Sometimes I think the Loud Right Wing's motto should really be "Less government interference in my life but more in the lives of the people who aren't like me." Which isn't, I suppose, dramatically different from the Loud Left Wing that wants the government to get out of their bedroom and backyard but please give us more consumer protection and environmental policing.
It's not so much illogical as a contrary way of thinking that is very definitely strong in America.
But enough politics. What started this rant is, of course, the decision yesterday for the US government to spend taxpayer dollars to indict lots of people who run the biggest online poker websites - Full Tilt Poker, PokerStars and Absolute Poker. With all that is going on with US government budget cuts, I am hard pressed to figure out why someone thought this was a good way to spend tax dollars, but my reaction has little to do with that and lots to do with the possibility that I may eventually lose one of my favorite pastimes if the anti-gambling conservatives in Washington continue to have their way.
I do play lots of online poker lately.
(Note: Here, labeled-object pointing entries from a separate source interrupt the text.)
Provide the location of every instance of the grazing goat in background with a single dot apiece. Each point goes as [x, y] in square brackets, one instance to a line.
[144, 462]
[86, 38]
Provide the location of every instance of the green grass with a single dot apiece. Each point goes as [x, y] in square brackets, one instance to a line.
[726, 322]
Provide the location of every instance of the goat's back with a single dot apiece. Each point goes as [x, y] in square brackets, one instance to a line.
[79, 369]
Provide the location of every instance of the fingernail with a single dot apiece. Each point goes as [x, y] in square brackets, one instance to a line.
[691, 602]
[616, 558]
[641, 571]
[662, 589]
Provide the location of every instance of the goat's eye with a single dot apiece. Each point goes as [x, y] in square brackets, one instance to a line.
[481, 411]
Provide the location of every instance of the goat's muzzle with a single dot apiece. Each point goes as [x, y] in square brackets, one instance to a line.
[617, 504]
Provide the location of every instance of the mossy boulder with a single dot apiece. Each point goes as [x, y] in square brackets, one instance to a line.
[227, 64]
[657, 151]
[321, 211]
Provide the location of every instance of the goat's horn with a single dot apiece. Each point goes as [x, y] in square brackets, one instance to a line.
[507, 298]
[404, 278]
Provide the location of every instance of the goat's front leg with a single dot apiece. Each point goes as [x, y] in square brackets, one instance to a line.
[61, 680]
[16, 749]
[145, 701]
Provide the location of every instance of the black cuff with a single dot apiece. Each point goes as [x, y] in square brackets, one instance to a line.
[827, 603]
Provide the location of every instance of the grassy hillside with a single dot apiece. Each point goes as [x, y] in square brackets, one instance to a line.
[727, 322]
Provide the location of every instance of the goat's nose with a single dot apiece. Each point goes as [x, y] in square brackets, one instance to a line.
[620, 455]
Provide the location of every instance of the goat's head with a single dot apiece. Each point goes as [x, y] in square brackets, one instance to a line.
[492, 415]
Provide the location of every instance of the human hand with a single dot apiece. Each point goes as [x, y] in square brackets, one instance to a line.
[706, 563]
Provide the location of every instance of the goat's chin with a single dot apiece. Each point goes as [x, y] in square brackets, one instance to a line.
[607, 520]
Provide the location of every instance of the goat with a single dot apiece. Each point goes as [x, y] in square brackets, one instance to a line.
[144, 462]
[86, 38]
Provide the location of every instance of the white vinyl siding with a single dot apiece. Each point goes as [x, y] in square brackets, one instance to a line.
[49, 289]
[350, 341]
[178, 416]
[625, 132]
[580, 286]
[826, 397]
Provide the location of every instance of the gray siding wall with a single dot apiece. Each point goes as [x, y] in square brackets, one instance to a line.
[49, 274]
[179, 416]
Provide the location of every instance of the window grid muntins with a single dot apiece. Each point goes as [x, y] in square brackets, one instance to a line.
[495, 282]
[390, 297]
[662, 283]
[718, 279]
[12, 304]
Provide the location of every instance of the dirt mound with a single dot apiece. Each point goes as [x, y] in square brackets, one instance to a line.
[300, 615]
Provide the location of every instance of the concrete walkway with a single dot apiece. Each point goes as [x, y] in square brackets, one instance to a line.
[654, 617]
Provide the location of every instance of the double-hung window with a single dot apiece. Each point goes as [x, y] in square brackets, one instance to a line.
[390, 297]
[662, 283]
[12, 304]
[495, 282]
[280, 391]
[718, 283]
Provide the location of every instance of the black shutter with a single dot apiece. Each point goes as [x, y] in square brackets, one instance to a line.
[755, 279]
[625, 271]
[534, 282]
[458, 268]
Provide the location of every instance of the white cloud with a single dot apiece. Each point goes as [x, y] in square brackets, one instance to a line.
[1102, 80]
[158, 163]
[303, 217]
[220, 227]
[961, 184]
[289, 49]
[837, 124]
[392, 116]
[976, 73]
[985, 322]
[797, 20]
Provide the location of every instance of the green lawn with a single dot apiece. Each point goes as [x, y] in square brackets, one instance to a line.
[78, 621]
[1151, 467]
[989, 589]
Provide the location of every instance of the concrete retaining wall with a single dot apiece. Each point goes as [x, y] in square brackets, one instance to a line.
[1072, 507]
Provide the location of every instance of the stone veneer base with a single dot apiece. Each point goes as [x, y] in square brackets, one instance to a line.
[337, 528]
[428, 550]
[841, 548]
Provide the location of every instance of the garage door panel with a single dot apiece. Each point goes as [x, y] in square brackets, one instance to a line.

Mostly because I am getting into low-entry tournaments and have reached the point where I tend to survive in them for several hours.
I did get a sense of how this looks to people when Jason told me last night that he and Lora had been watching a cooking competition show on TV where couples have to prepare restaurant-quality meals for a panel of judges.
"We imagined if you and Mom were on the show," Jay said. "She'd be in the kitchen working up a storm making the dishes and you'd be sitting there playing online poker."
That's really not fair, although it's not exactly unfair. For one thing, I tend to be the breakfast and lunch guy in the family (as well as making macarons, don't forget). So it's not like I don't do my stint at the stove.
Secondly, I have mastered quite well the art of bringing my laptop to the counters and playing poker while making a meal. In fact, there are only two things to worry about: splashing liquid on the keyboard and going all-in when you meant to hit the button to fold.
(I won't even mention the care you need to take when nature calls and you have to take your poker tournament into the smallest room in the house. LK says that's her favorite of my poker moments. I tell her it helps motivate me that my competitors don't know what I'm doing at the time. It's also curious how often I get a flush when I am there.)
The poker sites are still open today, and there are plenty of Americans playing at them. But I have a hunch those numbers will dwindle dramatically as they use up their current bankroll and find they cannot deposit any more money into the site. And once the Americans go away, the sites will be fighting for a very small share of the rest of the world's players.
Of course, if the Americans go away it is likely that the players typing mean-spirited and insulting comments will also go away since those are mostly Yanks, as well. It would be nice not to be called a fish, a donkey and several curiously misspelled variants of just about every dirty word you can think of.
Of course, the Yanks only tend to call me a bad player when I've beaten them. So maybe I would miss that, as well. At least it reminds me of how hard it can be to understand that contrary tendency in American thinking.